ByteDance's New Reasoning Model Surpasses DeepSeek, 200B Parameters Defeat 671B: Is Doubao Gettin… — figure 8

Ultimately, in multiple automated evaluations, Seed-Thinking-v1.5 achieved a score of 86.7 on the AIME 2024 benchmark, performing comparably to OpenAI’s o3-mini-high model. However, on recent benchmarks such as AIME 2025 and BeyondAIME, Seed-Thinking-v1.5 still trails behind o3-level performance.

For the GPQA task, Seed-Thinking-v1.5 achieved an accuracy of 77.3%, approaching the performance of o3-mini-high.

In code generation scenarios such as Codeforces, Seed-Thinking-v1.5 performed comparably to Gemini 2.5 Pro but still lagged behind o3-mini-high.

Seed-Thinking-v1.5’s performance on SimpleQA was less impressive. However, the team believes this benchmark correlates more strongly with pre-training model scale rather than testing reasoning capabilities specifically.
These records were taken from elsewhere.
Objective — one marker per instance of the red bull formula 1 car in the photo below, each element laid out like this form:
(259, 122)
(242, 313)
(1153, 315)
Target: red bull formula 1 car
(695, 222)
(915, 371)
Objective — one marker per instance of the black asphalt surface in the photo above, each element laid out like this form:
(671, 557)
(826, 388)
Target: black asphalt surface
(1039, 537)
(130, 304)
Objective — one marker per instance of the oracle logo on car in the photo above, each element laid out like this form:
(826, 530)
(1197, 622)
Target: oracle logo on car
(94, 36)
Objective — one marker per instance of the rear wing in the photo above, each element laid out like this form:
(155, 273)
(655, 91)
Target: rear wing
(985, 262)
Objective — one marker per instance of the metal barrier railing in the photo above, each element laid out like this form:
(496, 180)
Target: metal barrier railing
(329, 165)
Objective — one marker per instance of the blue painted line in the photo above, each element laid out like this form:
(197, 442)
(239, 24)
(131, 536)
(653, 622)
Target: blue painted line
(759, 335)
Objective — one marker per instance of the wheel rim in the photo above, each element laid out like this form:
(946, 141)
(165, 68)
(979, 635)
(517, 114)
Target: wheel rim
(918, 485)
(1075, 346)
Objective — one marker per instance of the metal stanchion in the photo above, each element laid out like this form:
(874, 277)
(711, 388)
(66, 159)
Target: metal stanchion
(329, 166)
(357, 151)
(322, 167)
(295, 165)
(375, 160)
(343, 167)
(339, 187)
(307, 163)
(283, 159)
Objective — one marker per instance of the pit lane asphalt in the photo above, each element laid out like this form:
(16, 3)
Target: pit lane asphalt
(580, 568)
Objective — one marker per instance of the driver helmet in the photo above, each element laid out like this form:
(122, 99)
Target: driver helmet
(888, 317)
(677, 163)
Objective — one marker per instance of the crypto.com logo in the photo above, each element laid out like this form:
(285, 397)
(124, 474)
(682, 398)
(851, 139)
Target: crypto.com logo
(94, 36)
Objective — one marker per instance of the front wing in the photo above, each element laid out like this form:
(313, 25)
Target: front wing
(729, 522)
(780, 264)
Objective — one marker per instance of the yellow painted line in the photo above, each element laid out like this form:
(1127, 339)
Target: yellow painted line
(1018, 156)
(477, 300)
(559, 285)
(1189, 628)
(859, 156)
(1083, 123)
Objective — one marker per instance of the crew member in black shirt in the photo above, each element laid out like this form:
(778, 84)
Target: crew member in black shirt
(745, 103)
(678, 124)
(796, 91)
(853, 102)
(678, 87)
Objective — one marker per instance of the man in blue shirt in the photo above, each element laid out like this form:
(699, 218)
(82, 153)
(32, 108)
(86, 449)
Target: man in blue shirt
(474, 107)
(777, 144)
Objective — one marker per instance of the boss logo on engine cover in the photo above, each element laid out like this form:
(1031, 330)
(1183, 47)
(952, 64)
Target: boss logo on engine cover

ByteDance's New Reasoning Model Surpasses DeepSeek, 200B Parameters Defeat 671B: Is Doubao Gettin… — figure 9

My read: Infrastructure gains like SRS matter more for enterprise ROI than marginal benchmark wins. My read: Enterprises should verify if these parallel strategies are open-source or proprietary to ByteDance. My read: I follow the AIME 2025 results closely; trailing o3-level performance is a significant gap for reasoning tasks.

Many readers interested in this technical report have searched extensively but failed to locate where the model is available for release.

ByteDance's New Reasoning Model Surpasses DeepSeek, 200B Parameters Defeat 671B: Is Doubao Gettin… — figure 10

According to the technical report, this model is distinct from Doubao-1.5 Pro currently available in the Doubao app.

However, judging by the author list, it is a major project led by Wu Yonghui, head of ByteDance’s Seed team, with participation from key members.

Therefore, there is anticipation that it may be deployed to the Doubao App in the future.

ByteDance's New Reasoning Model Surpasses DeepSeek, 200B Parameters Defeat 671B: Is Doubao Gettin… — figure 11

My read: I see a clear separation between research models and consumer apps, which creates governance ambiguity.